Секретный агент по морскому делу - стр. 47
– Спокойно, Касатонов, наберись мужества! – повышенным тоном произнес Симолин.
– Да уж, Александр Петрович, давайте спокойно и по порядку. Как пришли в заведение помните, в котором часу?
– Это помню. В шесть темнеет и фонари зажигают, так что пришли около семи.
– Хорошо, продолжайте.
– Ну вот, я и говорю, пришли, чин чинарем, заказали всякого, выпивали за здоровье именинника. Потом стали в брэг[23] играть, я-то не понимаю ничего толком, а он, то есть Квашнин, дока первостатейный. Он мне как-то правила рассказал. Ну я играл как мог.
– Кто еще был за столом, я имею в виду партнеров по игре?
– А, ну сидели там. Лубянов, он с нами же приехал на учебу. Вернее, не то чтобы на учебу, а что-то вроде дядьки, за нами присматривать. Мы с ним, то есть с Лубяновым, проигрались быстро и пошли выпить. Он угощал. Потом подошел Квашнин и сказал, что надо идти. Мы вышли, темно, и все, дальше не помню. Да, вот еще что. Англичанин с нами играл, я его знаю. Он на верфи кузнечными делами заведует, фамилия у него Блэксмит, подходящая к его ремеслу. Он проигрался вдрызг и отдал Сашке башмаки свои, а они в аккурат подошли. У Сашки-то сапоги стоптанные были совсем, даром что каши не просили.
– Так в момент убийства на Квашнине были чужие туфли?
– Выходит, так, Блэксмит его обувку натянул, не босым же ходить.
– А что, туфли эти были какие-то особенные, очень дорогие? Пряжка, например, золотая или с каменьями?
– Да нет, хотя башмаки что надо, Блэксмит долго крутил ими, нахваливал, новые, мол, первый раз надел, может, соврал, а может, и нет. Башмаки и впрямь выглядели богато, еще сказал, что у него все равно больше и нет ничего.
– Опишите туфли.
– Тупоносые, на каблуке, темно коричневые, почти черные, пряжки довольно массивные из какого-то белого металла, может серебряные, точно не могу сказать. Да, Блэксмит, он еще фамилию называл.
– Чью фамилию?
– Да мастера, сапожника. Хвастался. Как же его? – тщился вспомнить Касатонов.
– Самый дорогой мастер в Лондоне это Ламб, – вставил Симолин.
– Точно, Ламб.
– Как же вы оказались за четыре квартала от кабака? – напирал Плещеев.

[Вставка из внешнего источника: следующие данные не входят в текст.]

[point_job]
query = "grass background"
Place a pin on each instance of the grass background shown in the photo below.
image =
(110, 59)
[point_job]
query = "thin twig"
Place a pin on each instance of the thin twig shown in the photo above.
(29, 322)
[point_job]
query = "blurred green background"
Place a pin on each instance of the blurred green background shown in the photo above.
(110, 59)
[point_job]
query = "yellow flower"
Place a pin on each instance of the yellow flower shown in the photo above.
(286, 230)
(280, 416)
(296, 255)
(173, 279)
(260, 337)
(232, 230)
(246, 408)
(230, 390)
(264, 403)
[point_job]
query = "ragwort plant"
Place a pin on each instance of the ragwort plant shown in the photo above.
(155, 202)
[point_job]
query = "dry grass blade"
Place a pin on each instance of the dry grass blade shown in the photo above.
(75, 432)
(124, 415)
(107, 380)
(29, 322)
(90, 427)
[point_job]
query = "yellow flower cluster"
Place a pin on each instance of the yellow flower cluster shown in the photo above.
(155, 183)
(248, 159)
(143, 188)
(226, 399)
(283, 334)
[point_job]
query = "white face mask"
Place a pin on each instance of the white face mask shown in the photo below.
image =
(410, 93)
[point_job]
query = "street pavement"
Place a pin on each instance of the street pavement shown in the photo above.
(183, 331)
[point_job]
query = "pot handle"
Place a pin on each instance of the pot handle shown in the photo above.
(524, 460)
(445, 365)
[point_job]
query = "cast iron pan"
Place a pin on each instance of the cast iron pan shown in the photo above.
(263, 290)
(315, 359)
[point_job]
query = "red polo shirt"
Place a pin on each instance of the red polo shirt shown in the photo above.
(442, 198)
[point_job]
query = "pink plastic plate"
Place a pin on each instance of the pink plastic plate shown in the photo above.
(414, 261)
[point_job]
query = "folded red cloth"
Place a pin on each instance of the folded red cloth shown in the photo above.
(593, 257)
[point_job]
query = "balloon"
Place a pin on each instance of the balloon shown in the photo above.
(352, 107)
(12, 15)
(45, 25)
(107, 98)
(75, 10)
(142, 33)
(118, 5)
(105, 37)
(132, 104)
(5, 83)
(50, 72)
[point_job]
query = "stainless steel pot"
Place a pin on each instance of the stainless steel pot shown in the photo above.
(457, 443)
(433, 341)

– Да хоть убейте, провал какой-то. Никогда такого со мной не случалось, – сокрушенно говорил Касатонов.
– Да уж, братец, память у тебя прямо старческая, – в сердцах сказал Симолин.

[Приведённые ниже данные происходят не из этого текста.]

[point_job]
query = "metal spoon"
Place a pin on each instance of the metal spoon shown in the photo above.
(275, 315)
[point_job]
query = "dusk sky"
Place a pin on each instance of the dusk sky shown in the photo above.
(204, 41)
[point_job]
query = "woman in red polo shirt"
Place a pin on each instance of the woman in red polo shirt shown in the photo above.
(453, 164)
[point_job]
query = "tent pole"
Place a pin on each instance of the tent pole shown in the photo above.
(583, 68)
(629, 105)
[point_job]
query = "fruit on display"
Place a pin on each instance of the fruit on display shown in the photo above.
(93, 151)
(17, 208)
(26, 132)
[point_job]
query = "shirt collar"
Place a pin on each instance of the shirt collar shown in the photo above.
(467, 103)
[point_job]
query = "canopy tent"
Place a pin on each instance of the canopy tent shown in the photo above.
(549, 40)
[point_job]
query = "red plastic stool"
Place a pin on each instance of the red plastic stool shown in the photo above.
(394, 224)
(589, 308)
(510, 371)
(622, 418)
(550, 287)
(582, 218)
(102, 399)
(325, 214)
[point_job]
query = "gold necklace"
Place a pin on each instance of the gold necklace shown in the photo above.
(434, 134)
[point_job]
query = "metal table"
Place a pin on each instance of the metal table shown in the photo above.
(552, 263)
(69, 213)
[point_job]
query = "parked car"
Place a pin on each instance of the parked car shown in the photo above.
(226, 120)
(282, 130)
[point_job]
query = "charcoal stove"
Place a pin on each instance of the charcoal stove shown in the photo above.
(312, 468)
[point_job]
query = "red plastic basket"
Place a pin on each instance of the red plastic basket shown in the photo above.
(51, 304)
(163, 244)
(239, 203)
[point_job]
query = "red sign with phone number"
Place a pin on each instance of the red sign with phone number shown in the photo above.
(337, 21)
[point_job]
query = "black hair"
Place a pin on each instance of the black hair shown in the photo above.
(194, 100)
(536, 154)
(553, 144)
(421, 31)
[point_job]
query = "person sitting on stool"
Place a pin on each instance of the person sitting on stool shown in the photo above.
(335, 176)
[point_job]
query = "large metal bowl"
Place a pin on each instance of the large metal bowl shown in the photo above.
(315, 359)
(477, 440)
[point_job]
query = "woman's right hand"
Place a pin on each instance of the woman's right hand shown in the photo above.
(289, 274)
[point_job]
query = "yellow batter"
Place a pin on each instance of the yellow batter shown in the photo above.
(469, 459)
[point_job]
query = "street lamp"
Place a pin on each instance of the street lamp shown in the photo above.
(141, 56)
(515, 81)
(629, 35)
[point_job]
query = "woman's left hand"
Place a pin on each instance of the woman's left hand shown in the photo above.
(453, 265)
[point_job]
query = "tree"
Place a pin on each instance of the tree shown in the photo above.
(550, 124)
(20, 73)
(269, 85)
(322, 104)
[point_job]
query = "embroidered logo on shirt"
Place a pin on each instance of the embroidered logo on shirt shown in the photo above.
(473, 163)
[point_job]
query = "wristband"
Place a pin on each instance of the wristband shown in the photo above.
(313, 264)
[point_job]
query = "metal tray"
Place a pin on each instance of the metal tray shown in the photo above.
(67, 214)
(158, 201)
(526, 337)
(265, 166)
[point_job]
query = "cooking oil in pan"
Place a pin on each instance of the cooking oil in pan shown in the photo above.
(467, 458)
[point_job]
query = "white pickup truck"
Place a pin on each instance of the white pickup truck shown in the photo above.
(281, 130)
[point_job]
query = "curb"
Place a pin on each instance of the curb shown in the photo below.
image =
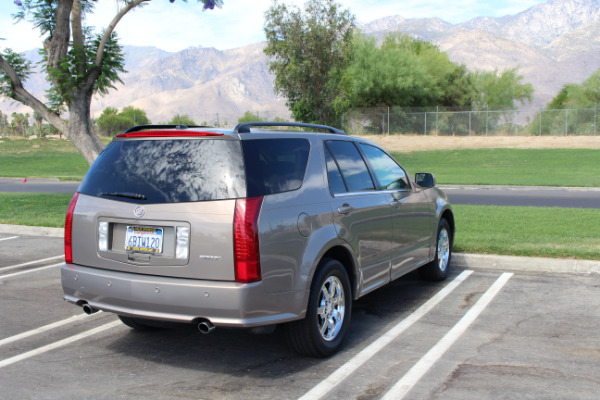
(525, 264)
(32, 230)
(521, 188)
(460, 260)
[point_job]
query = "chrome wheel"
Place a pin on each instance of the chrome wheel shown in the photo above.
(331, 308)
(443, 249)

– Никакая не старческая, я корабль по памяти нарисовать могу.
– Выходит, ты просто до провалов в памяти допился? – спросил Симолин.
– Никак нет, ваше высокоблагородие, я всегда меру знаю, много не употребляю, голова потом болит, ничем не унять.

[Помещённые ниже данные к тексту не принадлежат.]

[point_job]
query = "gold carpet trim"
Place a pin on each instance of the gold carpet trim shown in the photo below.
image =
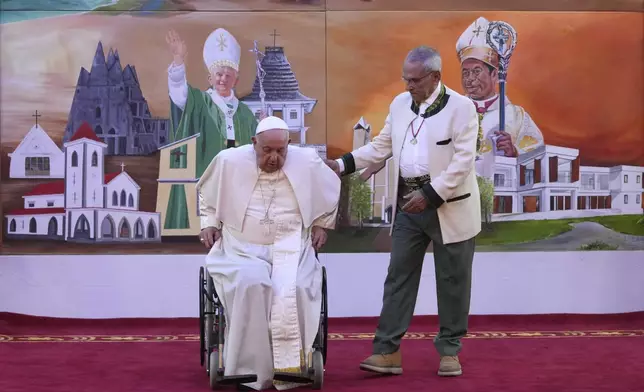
(332, 336)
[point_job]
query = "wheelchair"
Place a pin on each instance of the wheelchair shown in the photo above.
(212, 327)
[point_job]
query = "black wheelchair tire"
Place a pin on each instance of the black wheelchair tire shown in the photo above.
(325, 316)
(202, 320)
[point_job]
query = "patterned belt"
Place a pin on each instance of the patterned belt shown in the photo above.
(414, 183)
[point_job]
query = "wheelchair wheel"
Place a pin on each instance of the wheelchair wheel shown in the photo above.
(202, 299)
(209, 315)
(318, 370)
(213, 369)
(325, 317)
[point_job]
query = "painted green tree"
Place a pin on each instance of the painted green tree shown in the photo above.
(486, 189)
(359, 199)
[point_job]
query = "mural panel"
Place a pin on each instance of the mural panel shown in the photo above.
(101, 144)
(566, 174)
(488, 5)
(106, 161)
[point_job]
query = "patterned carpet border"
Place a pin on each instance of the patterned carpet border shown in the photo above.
(332, 336)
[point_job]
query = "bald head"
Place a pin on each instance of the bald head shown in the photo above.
(271, 147)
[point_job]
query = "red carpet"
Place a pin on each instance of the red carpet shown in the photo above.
(503, 353)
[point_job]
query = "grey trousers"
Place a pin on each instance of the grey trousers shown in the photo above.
(411, 236)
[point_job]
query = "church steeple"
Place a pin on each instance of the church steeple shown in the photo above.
(98, 73)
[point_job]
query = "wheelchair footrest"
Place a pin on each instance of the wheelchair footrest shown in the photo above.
(300, 378)
(239, 379)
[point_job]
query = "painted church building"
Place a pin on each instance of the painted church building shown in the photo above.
(88, 205)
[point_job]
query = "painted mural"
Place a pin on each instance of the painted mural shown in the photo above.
(100, 152)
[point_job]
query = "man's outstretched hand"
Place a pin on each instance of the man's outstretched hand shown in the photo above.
(209, 236)
(334, 165)
(318, 237)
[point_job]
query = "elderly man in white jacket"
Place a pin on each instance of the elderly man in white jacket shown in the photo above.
(265, 208)
(431, 132)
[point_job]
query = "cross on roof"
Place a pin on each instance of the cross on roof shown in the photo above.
(36, 115)
(274, 35)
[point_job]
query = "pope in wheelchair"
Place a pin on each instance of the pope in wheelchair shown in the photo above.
(264, 210)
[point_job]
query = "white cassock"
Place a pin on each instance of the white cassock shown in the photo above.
(265, 271)
(526, 136)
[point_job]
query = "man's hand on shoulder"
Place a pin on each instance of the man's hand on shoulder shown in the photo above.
(334, 165)
(209, 236)
(318, 237)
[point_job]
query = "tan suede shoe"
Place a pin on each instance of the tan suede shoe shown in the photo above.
(383, 363)
(450, 367)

– А чем тебя Лубянов угощал?
– Пивом, темным таким, на наш квас похоже, только хмельное оно сильно. Так вроде не чувствуешь, а по ногам шибает.
– Видать, не только по ногам, – буркнул Симолин.
Дальше допрос продолжил Плещеев.
– А вы все время сидели с Лубяновым или отходили куда?
– Да нет, до ветру только. Вернулся, глядь, а уже новая пинта пенится.
– А Лубянов, он всегда щедрый такой?
– Ну да, щедрый, скажете тоже, у него положенных-то денег едва допросишься. Квашнин не раз жаловался, даже рапорт хотел на него писать. Но за два дня до того вечера я долги аж за три месяца получил, Квашнин, наверное, тоже, а то откуда деньги бы взялись на попойку.
– Если Лубянов прижимистый такой, то с чего же он вдруг расщедрился?
– Не знаю, может от выпивки душа взыграла.